Dugaanku sama sekali tidak meleset. Han Ga Young tidak berada di Korea saat berita tentang pernikahanku muncul di berbagai media.

Ga Young cukup lama terdiam, begitu juga aku. Aku berniat pamit untuk menemui Hyun Jin yang juga belum keluar. Tapi niat itu tak sempat aku lakukan karena Ga Young selalu melakukan kebiasaan lamanya setiap kali bertemu denganku.

“Apakah  kau tak pernah sekalipun merasa bersalah pada Ji Hyun, Jo Hyun Jae-ssi? Belum genap 5 tahun Ji Hyun meninggal, dan kau sudah menikah lagi?”

Apa yang dia katakan?  Mengapa Ga Young bersikap seolah-olah aku menikahi Ji Hyun karena sangat mencintainya hingga aku tak bisa berpaling pada wanita lain setelah kematiannya. Ayolah, dia tahu benar apa alasan aku dan mendiang Ji Hyun akhirnya menikah.

Akh nama itu lagi, setiap kali aku bertemu dengan wanita ini, selalu saja dia mengungkit tentang Ji Hyun, padahal apapun tentang Ji Hyun adalah sesuatu yang tidak ingin aku ingat dan aku bicarakan terutama dengan wanita bernama Han Ga Young yang ada di hadapanku ini.

“Hyun Jae-ssi”

Dari arah dapur Arirang, aku mendengar Hyun Jin memanggil namaku, aku segera mengalihkan pandanganku padanya.

Rasa lega menyeruak dalam hatiku, aku merasa Hyun Jin memang dikirim Tuhan selalu menyelamatkan hidupku. Kehadiran Hyun Jin memberikan alasan yang sangat kuat untuk pergi dari tempat ini.

“Mianata Han Ga Young-ssi, sepertinya aku harus pergi. Istriku sudah datang”

Tanpa menunggu jawaban dari Ga Young, aku pun hendak pergi meninggalkannya disana. Hingga kata-kata mengejutkan yang keluar dari mulut Han Ga Young, sempat membuat langkahku terhenti.

“Aku harap istri barumu itu, tidak bernasib sama dengan Ji Hyun”

Aku merasa tak harus membalas kata-kata Ga Young, namun dalam hati aku menegaskan jika Hyun Jin tidak akan pernah memiliki nasib yang sama dengan mendiang Ji Hyun.

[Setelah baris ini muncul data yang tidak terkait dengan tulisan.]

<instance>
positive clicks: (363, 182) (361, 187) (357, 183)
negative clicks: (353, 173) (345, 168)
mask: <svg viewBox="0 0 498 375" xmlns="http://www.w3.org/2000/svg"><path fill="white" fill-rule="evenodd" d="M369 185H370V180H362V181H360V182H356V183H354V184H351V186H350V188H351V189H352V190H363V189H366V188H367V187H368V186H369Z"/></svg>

Itulah mengapa aku berjanji akan melepaskannya saat dia jatuh cinta pada pria lain.

Tanpa mengatakan apapun pada Ga Young, aku segera beranjak menuju Hyun Jin yang telah menungguku di depan Dapur Arirang. Aku yakin Hyun Jin melihatku berbincang dengan Ga Young, namun dia tidak bertanya apapun dan hanya berkata,

“Apakah kita bisa pergi sekarang Hyun Jae-ssi? Ibu sudah menunggu kita”

“Tentu saja Hyun Jin-ssi”

***

Pertemuanku dengan Ga Young malam ini, berhasil menghancurkan mood ku. Masakan ibu mertuaku yang sesungguhnya lebih enak dari masakan Hyun Jin terasa hambar di lidahku.

Ji Hyun, nama itu terasa tabu untuk diingat. Setelah sekia lama, hari ini aku harus mendengar nama itu lagi. Aku tidak terlalu memikirkannya saat Yowon menyebutkan nama Ji Hyun tadi siang. Tapi aku sangat muak, mendengar Han Ga Young mengungkit nama Ji Hyun setiap kali kami bertemu.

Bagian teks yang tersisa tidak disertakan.